Three years later, Meurent first presented work of her own at the 1876 Salon and her work was accepted. Ironically, Manet's own submissions were rejected by the jury that year. Bourgeoise de Nuremberg au XVIe siècle, Meurent's entry at the Académie des Beaux-Arts in 1879, was hung in the same room as the entry by Manet. Work by Meurent also was included in the 1885 and 1904 exhibitions. In all, Meurent exhibited in the Salon six times. She also continued to support herself by modelling through the 1880s for Norbert Goeneutte, an artist best-known for his etchings today, and for Toulouse-Lautrec who took to introducing her as Olympia.
Meurent was inducted into the Société des Artistes Français in 1903, with the support of Charles Hermann-Leon and Tony Robert-Fleury, the Société's founder. By 1906 Meurent had left Paris for the suburb of Colombes, where she lived with a woman named Marie Dufour for the remainder of her life. The two appear to have shared ownership of their house. In her eighties she continued to refer to herself as an artist, as recorded in a census from that time.
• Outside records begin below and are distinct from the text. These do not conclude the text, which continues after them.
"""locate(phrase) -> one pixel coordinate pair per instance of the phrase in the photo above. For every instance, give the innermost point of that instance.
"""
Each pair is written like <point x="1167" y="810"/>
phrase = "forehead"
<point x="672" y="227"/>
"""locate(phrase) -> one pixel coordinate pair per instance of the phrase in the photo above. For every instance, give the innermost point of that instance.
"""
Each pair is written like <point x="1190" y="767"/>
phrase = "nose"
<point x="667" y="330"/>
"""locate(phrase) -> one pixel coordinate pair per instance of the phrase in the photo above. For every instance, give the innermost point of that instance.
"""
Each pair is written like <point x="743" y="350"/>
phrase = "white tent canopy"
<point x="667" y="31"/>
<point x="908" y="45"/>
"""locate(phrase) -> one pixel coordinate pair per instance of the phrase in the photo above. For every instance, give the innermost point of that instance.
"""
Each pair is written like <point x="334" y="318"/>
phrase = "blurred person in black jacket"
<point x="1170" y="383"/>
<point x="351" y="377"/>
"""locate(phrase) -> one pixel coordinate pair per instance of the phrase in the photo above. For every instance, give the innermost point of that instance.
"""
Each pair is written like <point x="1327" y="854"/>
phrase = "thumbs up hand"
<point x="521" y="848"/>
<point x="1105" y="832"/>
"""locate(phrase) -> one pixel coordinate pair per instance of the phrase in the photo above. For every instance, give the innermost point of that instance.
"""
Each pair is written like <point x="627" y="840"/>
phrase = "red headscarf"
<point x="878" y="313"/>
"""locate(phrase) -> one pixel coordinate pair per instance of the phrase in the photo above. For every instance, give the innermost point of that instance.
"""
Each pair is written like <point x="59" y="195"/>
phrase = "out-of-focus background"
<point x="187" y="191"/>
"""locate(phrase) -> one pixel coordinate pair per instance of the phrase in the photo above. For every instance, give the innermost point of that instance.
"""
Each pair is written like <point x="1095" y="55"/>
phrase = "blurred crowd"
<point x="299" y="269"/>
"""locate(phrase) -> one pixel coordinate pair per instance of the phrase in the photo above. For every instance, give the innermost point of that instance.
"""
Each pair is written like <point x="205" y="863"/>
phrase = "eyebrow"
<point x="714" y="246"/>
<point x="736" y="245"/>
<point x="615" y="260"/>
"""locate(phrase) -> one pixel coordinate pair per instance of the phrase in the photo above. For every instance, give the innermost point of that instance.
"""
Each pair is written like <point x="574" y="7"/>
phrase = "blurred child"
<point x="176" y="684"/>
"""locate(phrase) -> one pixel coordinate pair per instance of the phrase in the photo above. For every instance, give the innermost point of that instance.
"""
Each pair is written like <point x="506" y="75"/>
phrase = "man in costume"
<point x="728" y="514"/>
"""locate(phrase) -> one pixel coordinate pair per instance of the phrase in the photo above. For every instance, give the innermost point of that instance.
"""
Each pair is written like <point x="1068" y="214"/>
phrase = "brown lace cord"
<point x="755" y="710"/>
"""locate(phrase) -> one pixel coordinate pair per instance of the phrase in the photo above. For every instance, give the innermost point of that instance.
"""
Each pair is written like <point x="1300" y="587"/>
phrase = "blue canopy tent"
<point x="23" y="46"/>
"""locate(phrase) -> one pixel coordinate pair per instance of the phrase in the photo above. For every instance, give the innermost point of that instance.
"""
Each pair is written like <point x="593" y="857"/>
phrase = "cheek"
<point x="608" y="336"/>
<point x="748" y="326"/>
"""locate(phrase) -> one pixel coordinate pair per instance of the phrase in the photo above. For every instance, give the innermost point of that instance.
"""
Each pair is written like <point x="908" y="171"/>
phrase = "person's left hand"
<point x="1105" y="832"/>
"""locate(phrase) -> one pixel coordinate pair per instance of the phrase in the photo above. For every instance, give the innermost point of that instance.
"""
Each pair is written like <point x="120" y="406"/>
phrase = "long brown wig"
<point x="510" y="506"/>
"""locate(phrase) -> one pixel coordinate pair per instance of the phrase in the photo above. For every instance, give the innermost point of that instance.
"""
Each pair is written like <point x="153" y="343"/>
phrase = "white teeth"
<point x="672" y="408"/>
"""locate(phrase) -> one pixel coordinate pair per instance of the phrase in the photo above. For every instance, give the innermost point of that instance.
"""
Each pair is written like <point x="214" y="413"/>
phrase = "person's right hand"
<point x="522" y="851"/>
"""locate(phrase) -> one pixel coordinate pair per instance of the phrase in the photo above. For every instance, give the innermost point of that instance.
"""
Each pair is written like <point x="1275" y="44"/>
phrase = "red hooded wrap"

Meurent died on March 17, 1927. After the death of Dufour in 1930, the contents of the house were liquidated; in the late twentieth century, elderly neighbours recalled the last contents of the house, including a violin and its case, being burnt on a bonfire.
A painting by Meurent, Le Jour des Rameaux or Palm Sunday was recovered in 2004 and now hangs in the Colombes History Museum.
Meurent in fiction
Victorine Meurent's life has inspired two historical novels, and she appears as a character in several others.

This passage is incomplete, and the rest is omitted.